Sure enough, one day I walked out the back door with M. (she had gotten so she wouldn’t go outside without an escort), and I heard a sharp “SHIT!” from the garage roof. Then from next door the other mockingbird came swooping in, while the first one said “Craaaaaaaaap” in that threatening way. While I was distracted by that, the second bird came buzzing down at me, flapping and squawking and missing me by about an arm’s length. Then they both went up to a nearby overhead wire and glared down at us, cursing “SHIT!” and “Cra-a-a-a-a-a-a-p….” Molly the Cat bolted for some bushes, and got buzzed by both birds before she made it to shelter.
This went on for SIX WEEKS, while the mockingbabies were incubated, then hatched, then weaned, making the back yard pretty miserable for me, and totally uninhabitable for Molly the Cat. I don’t mind saying that I was getting pretty exasperated. I went back to my internet research, to see if there was some humane way I could get rid of these little bullies, and that’s when I discovered to my horror that mockingbirds will sometimes raise TWO BROODS IN A ROW in the same location in one season. Sometimes.
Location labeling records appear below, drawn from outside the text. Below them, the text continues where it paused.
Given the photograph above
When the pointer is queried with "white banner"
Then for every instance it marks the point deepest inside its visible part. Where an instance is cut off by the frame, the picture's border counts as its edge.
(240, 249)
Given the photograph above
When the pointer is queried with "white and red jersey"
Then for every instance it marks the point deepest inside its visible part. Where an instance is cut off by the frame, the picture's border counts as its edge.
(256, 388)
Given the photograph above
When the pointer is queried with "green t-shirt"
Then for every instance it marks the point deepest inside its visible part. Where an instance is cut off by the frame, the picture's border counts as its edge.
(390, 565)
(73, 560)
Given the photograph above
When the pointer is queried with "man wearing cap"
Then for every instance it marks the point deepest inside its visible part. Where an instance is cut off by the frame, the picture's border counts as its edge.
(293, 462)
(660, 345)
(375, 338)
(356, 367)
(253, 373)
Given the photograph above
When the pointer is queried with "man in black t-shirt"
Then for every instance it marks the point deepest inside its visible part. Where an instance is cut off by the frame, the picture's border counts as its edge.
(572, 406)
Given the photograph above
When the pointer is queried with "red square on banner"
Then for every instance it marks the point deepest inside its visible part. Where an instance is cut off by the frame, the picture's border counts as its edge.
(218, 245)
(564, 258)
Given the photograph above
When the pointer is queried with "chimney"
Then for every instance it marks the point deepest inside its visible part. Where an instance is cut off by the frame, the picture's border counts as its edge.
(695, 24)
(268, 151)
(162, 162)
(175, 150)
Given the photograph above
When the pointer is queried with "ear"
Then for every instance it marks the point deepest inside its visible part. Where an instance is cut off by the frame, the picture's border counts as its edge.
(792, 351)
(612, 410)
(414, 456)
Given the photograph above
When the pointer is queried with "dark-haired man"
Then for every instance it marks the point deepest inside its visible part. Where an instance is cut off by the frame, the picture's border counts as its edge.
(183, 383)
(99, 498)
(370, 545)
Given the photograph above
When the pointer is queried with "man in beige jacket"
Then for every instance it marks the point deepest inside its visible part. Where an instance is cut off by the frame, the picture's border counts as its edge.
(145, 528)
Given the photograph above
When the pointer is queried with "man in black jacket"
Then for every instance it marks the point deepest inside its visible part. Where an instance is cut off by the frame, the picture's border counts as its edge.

OK, you know what happened, right? Right. A second brood. More squacking, cursing, swooping and pecking. Six more weeks, effectively ruining the whole summer before they finally left, sometime in September, although they didn’t say goodbye, so I don’t remember exactly.
Who the fuck do these mockingbirds think they are, anyway? We were here first. We are PAYING for this land, these trees, this house, the very garbage they eat. It got to the point where they would spot Molly the Cat when she was just looking out the window, and yell “SHIT!” at her. She was in counseling until January.
And now it looks like they are back. They must have liked it last year. Maybe I was too gentle. Maybe I was a sucker. Yeah, that’s it. I was a chump. Well, this year – No more Mr. Nice Guy! If they yell “SHIT!” at me…
Who am I kidding? I couldn’t even find their nest last year, and even if I could, I’m probably too soft to take any irrevocable action.
Besides, those little bastrds are badass. SHIT!